Our Criminal Justice System Needs to Reevaluate How It Handles Child Sex Abuse Cases
The news surrounding the recent child exploitation case against Jared Fogle – the face of the Subway fast-food chain for many years – is spurring debate about the rising trend of individuals who are suddenly popping up in the news (and in courtrooms) as alleged pedophiles.
Children have been exploited since the beginning of time, but in today’s U.S. criminal justice system there seems to be a renewed push toward prosecuting the offenders, whether it is a direct physical act (such as a teacher having sex with her students) or a more indirect crime (the white-collar sales executive who downloads child porn onto his computer for kicks).

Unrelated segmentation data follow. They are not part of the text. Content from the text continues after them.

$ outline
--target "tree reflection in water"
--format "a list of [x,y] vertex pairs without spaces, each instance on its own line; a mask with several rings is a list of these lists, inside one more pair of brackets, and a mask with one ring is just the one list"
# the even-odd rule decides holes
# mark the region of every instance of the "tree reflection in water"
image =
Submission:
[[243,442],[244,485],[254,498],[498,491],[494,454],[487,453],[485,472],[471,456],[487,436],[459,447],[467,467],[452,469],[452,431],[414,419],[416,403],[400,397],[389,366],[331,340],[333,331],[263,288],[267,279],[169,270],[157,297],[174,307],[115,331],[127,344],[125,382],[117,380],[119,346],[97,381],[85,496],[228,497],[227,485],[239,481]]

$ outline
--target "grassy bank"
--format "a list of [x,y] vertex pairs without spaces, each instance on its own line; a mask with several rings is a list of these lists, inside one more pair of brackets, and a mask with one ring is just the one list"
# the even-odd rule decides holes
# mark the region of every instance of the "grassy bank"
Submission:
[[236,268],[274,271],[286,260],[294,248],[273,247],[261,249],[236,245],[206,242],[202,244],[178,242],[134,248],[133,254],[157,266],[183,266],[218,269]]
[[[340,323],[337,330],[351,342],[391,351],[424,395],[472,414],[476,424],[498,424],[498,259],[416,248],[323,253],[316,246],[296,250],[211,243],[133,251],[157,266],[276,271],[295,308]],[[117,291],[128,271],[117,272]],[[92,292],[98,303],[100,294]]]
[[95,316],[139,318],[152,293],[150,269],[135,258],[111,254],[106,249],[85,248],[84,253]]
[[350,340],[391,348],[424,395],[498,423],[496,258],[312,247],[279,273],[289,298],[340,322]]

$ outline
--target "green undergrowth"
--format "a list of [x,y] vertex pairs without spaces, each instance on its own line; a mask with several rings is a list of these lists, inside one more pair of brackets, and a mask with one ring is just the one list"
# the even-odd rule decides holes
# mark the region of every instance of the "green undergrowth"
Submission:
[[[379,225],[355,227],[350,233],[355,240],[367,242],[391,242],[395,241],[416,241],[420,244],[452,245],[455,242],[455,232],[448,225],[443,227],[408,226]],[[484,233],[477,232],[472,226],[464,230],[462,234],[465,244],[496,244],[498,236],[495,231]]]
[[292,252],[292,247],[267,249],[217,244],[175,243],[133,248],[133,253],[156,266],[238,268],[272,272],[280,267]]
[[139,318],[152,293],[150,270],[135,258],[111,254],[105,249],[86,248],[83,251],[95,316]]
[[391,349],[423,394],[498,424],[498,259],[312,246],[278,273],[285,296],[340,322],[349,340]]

Lost in the flurry of finger-pointing, shame and grief is a rational discussion of why these offenders do what they do. But a recent Washington Post article attempted to examine the causes of such behavior, and very deftly pointed out the lack of scientific research into deviant adult sexual acts involving minors.
“It’s nearly impossible to comprehend what would drive Fogle to do what his lawyer acknowledges he did. Human sexuality is already complicated, and the desire to have sex with a child is considered so shocking, so perverse, that we aren’t inclined to try and understand it,” states the Aug. 20 story by Sarah Kaplan.
The science of sexual disorders, the article continues, “is far less developed than other areas of psychiatry, and there are few resources for treating potential abusers. There’s almost no way to identify child abusers before they commit a crime, at which point it’s already too late.”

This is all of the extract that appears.